Vale Don Talbot, ‘the coach in class of own’

DESCRIBED as the greatest swimming coach in the world, coaching champions in Australia, Canada and the USA, Bankstown’s own Don Talbot passed away at 87 last Tuesday (November 3).

Talbot, who began coaching in 1956, was at the helm for Australia’s golden era in the pool during the 1990s and early 2000s, including the Sydney Olympics where the national squad returned its best results in almost 30 years.
Inducted into the International Swimming Hall of Fame in 1979, Talbot made his name known through the work he did with John and Ilsa Konrads, freestyle aces for Australia in the 1950s and 1960s.
John, now 78, retired from swimming after the Tokyo Olympics in 1964 but continued to keep in touch with Talbot.
“As a coach, Don was in a class of his own; he understood what it took to make a champion and he made plenty of those,” Konrads said.
“He took me under his wing as an 11-year-old Revesby Primary School student and he was a tough taskmaster.
“You either adopted his strict regime or opted out. He was a very adamant trainer but definitely had a softer side.
“He was arguably the greatest coach of all time.”
Another of Talbot’s former swim students, Condell Park’s Dick Caine who runs a coaching school and has himself coached 35 national and world champions using Talbot’s methods to this day, also remembers him as a ‘super hard’ coach who had a heart of gold.

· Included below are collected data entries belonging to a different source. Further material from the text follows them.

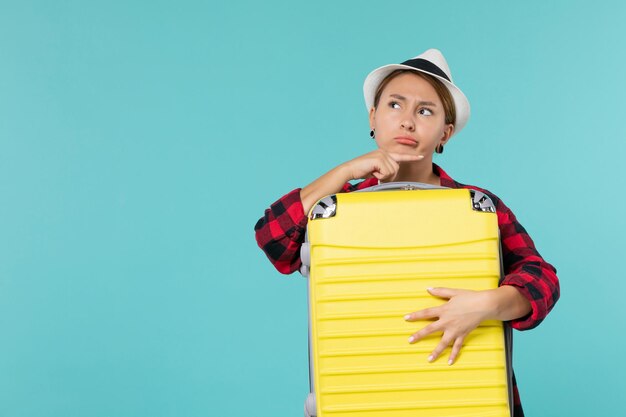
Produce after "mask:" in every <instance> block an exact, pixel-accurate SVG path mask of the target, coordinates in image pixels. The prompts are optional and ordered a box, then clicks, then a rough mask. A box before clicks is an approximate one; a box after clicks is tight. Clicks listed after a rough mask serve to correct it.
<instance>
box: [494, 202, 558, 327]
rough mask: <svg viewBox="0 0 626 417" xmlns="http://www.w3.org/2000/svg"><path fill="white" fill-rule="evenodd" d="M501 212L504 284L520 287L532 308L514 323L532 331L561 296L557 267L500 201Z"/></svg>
mask: <svg viewBox="0 0 626 417" xmlns="http://www.w3.org/2000/svg"><path fill="white" fill-rule="evenodd" d="M497 213H498V224H499V226H500V240H501V244H502V261H503V264H504V274H505V276H504V280H503V281H502V283H501V285H512V286H514V287H516V288H517V289H518V290H519V291H520V292H521V294H522V295H523V296H524V297H526V298H527V299H528V301H530V305H531V307H532V310H531V312H530V313H529V314H528V315H526V316H524V317H520V318H518V319H515V320H512V321H511V322H510V323H511V326H512V327H513V328H515V329H518V330H529V329H532V328H534V327H537V326H538V325H539V323H541V322H542V321H543V319H544V318H545V317H546V315H547V314H548V313H549V312H550V310H552V307H554V304H555V303H556V302H557V300H558V299H559V295H560V288H559V280H558V278H557V276H556V268H554V266H552V265H550V264H549V263H548V262H546V261H545V260H544V259H543V258H542V257H541V255H540V254H539V252H538V251H537V249H536V248H535V244H534V242H533V241H532V239H531V238H530V236H529V235H528V233H527V232H526V229H524V227H523V226H522V225H521V224H520V223H519V222H518V221H517V218H516V217H515V215H514V214H513V212H512V211H511V210H510V209H509V208H508V207H507V206H505V205H504V203H502V201H500V200H499V201H498V204H497Z"/></svg>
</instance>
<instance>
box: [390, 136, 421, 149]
mask: <svg viewBox="0 0 626 417" xmlns="http://www.w3.org/2000/svg"><path fill="white" fill-rule="evenodd" d="M394 139H395V140H396V142H398V143H400V144H402V145H408V146H413V147H417V141H416V140H415V139H413V138H409V137H406V136H398V137H396V138H394Z"/></svg>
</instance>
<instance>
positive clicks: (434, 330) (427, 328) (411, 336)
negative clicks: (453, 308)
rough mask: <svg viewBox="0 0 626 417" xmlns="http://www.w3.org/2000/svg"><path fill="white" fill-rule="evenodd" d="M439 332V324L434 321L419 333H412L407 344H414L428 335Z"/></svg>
mask: <svg viewBox="0 0 626 417" xmlns="http://www.w3.org/2000/svg"><path fill="white" fill-rule="evenodd" d="M439 330H440V325H439V322H437V321H436V322H434V323H431V324H429V325H428V326H426V327H424V328H423V329H421V330H420V331H418V332H415V333H413V334H412V335H411V337H409V343H411V344H412V343H416V342H417V341H419V340H421V339H423V338H425V337H426V336H428V335H429V334H431V333H434V332H436V331H439Z"/></svg>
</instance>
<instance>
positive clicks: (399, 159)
mask: <svg viewBox="0 0 626 417" xmlns="http://www.w3.org/2000/svg"><path fill="white" fill-rule="evenodd" d="M387 155H389V156H390V157H391V159H393V160H394V161H396V162H410V161H420V160H422V159H424V155H409V154H404V153H395V152H389V153H388V154H387Z"/></svg>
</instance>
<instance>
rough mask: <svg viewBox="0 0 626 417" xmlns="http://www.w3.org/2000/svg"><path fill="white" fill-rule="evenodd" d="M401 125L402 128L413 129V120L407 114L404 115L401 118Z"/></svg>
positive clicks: (404, 128) (414, 123)
mask: <svg viewBox="0 0 626 417" xmlns="http://www.w3.org/2000/svg"><path fill="white" fill-rule="evenodd" d="M400 125H401V126H402V128H404V129H406V130H409V131H411V132H412V131H413V130H415V122H414V121H413V119H412V118H411V117H409V116H405V117H404V118H403V119H402V122H401V124H400Z"/></svg>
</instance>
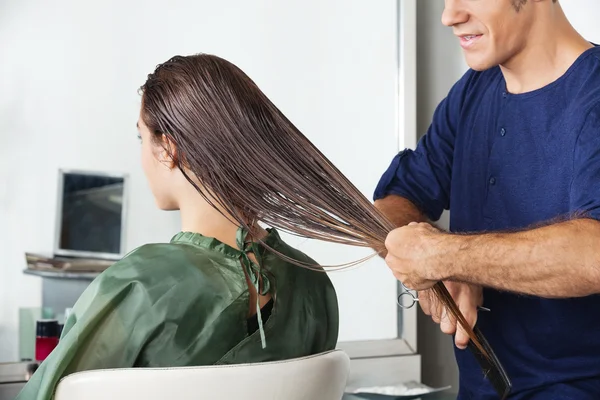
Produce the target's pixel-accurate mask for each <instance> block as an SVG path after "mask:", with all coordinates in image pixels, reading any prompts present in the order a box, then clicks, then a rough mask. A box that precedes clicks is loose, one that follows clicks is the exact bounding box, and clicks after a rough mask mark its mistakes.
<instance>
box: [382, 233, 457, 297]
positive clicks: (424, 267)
mask: <svg viewBox="0 0 600 400" xmlns="http://www.w3.org/2000/svg"><path fill="white" fill-rule="evenodd" d="M451 237H452V235H450V234H447V233H444V232H442V231H440V230H439V229H437V228H434V227H433V226H431V225H430V224H427V223H424V222H422V223H416V222H411V223H410V224H408V225H406V226H403V227H400V228H397V229H394V230H393V231H391V232H390V233H389V234H388V236H387V239H386V241H385V247H386V248H387V251H388V253H387V256H386V258H385V262H386V263H387V265H388V266H389V267H390V269H391V270H392V272H393V273H394V276H395V277H396V279H398V280H399V281H400V282H402V283H403V284H404V286H406V287H407V288H409V289H413V290H417V291H420V290H426V289H429V288H430V287H432V286H433V285H435V284H436V283H437V282H439V281H441V280H445V279H447V276H446V275H445V274H446V273H448V272H449V271H450V270H451V267H452V256H451V255H450V254H449V246H447V245H446V243H447V242H449V241H450V240H448V238H451Z"/></svg>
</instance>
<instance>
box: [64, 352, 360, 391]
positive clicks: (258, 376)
mask: <svg viewBox="0 0 600 400" xmlns="http://www.w3.org/2000/svg"><path fill="white" fill-rule="evenodd" d="M349 370H350V359H349V358H348V356H347V355H346V353H344V352H342V351H340V350H334V351H330V352H326V353H321V354H316V355H313V356H309V357H303V358H297V359H291V360H285V361H275V362H267V363H254V364H236V365H218V366H204V367H178V368H126V369H111V370H94V371H85V372H78V373H75V374H72V375H69V376H67V377H65V378H63V379H62V380H61V381H60V383H59V384H58V387H57V389H56V393H55V397H54V399H55V400H83V399H85V400H100V399H102V400H107V399H110V400H136V399H144V400H171V399H178V400H192V399H193V400H204V399H210V400H226V399H227V400H229V399H245V400H340V399H341V398H342V396H343V393H344V389H345V387H346V381H347V379H348V374H349Z"/></svg>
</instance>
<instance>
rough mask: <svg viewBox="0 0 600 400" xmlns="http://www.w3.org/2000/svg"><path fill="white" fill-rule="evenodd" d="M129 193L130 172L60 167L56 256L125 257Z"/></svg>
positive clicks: (113, 258)
mask: <svg viewBox="0 0 600 400" xmlns="http://www.w3.org/2000/svg"><path fill="white" fill-rule="evenodd" d="M127 192H128V176H127V175H126V174H111V173H103V172H92V171H77V170H59V174H58V203H57V217H56V234H55V246H54V254H55V256H66V257H80V258H100V259H108V260H118V259H120V258H122V257H123V255H124V251H125V250H124V249H125V225H126V224H125V222H126V214H127V213H126V208H127Z"/></svg>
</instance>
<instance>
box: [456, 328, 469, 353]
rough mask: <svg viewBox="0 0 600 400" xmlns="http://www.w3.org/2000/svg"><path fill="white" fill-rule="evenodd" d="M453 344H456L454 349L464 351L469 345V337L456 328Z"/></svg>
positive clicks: (465, 334)
mask: <svg viewBox="0 0 600 400" xmlns="http://www.w3.org/2000/svg"><path fill="white" fill-rule="evenodd" d="M454 343H455V344H456V347H458V348H459V349H461V350H464V349H466V348H467V345H468V344H469V336H468V335H467V333H466V332H465V331H464V330H463V328H461V327H460V326H458V327H457V328H456V335H455V336H454Z"/></svg>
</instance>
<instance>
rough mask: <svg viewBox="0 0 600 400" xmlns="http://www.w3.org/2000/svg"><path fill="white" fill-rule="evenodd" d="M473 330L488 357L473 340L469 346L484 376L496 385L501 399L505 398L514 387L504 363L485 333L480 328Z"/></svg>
mask: <svg viewBox="0 0 600 400" xmlns="http://www.w3.org/2000/svg"><path fill="white" fill-rule="evenodd" d="M473 332H475V336H476V337H477V340H479V343H481V346H482V347H483V348H484V349H485V351H486V352H487V354H488V357H486V355H485V354H482V353H481V351H480V350H479V349H478V348H477V346H475V343H473V341H472V340H470V341H469V345H468V346H467V347H468V348H469V350H471V352H472V353H473V355H474V356H475V358H476V359H477V362H478V363H479V366H480V367H481V369H482V371H483V376H484V377H485V378H487V379H488V380H489V381H490V383H491V384H492V386H493V387H494V390H496V393H498V396H500V399H501V400H505V399H506V398H507V397H508V395H509V393H510V390H511V389H512V383H511V381H510V378H509V377H508V375H507V374H506V371H505V370H504V367H502V364H500V361H499V360H498V358H497V357H496V354H495V353H494V351H493V350H492V347H491V346H490V344H489V343H488V341H487V340H486V338H485V336H483V333H481V331H480V330H479V328H477V327H475V328H473Z"/></svg>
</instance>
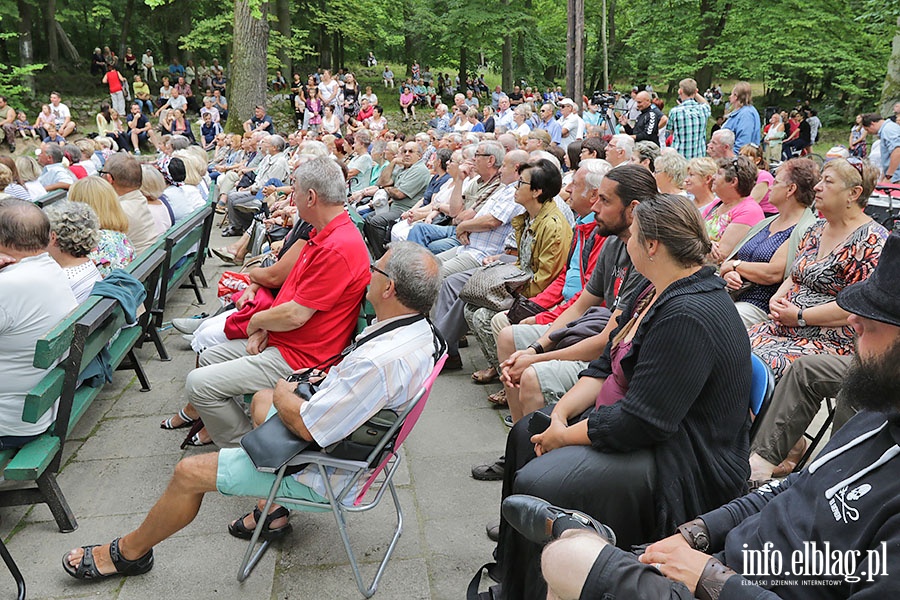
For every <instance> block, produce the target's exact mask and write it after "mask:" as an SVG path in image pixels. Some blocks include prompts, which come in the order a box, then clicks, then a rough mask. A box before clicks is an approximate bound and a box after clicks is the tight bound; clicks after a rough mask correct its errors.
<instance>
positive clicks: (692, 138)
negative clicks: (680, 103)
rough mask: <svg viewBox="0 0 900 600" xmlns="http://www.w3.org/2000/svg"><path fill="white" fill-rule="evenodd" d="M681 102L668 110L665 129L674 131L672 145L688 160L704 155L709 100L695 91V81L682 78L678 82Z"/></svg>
mask: <svg viewBox="0 0 900 600" xmlns="http://www.w3.org/2000/svg"><path fill="white" fill-rule="evenodd" d="M678 97H679V98H680V99H681V104H679V105H678V106H676V107H674V108H672V110H670V111H669V124H668V126H667V129H668V130H669V131H672V132H674V134H675V137H674V139H673V140H672V147H673V148H675V150H677V151H678V153H679V154H681V155H682V156H684V157H685V158H686V159H688V160H690V159H692V158H697V157H700V156H706V121H707V119H709V114H710V111H709V102H707V101H706V98H704V97H703V96H702V95H700V94H699V93H698V92H697V82H696V81H694V80H693V79H682V80H681V83H679V84H678Z"/></svg>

“My father died in the war and I was one of 10 so as a 12-year-old Don never charged me for lessons and would sometimes bring me food and clothing,” Caine said.
“I trained with Don in the 60s at the former Bankstown Pool where the new library now sits.
“Years later I worked for him at Hurstville and Carss Park pools; he was an out and out legend, the biggest name ever in Australian swimming and will be hugely missed.”
The family will release details of a memorial service once Australia’s Covid-locked borders are open.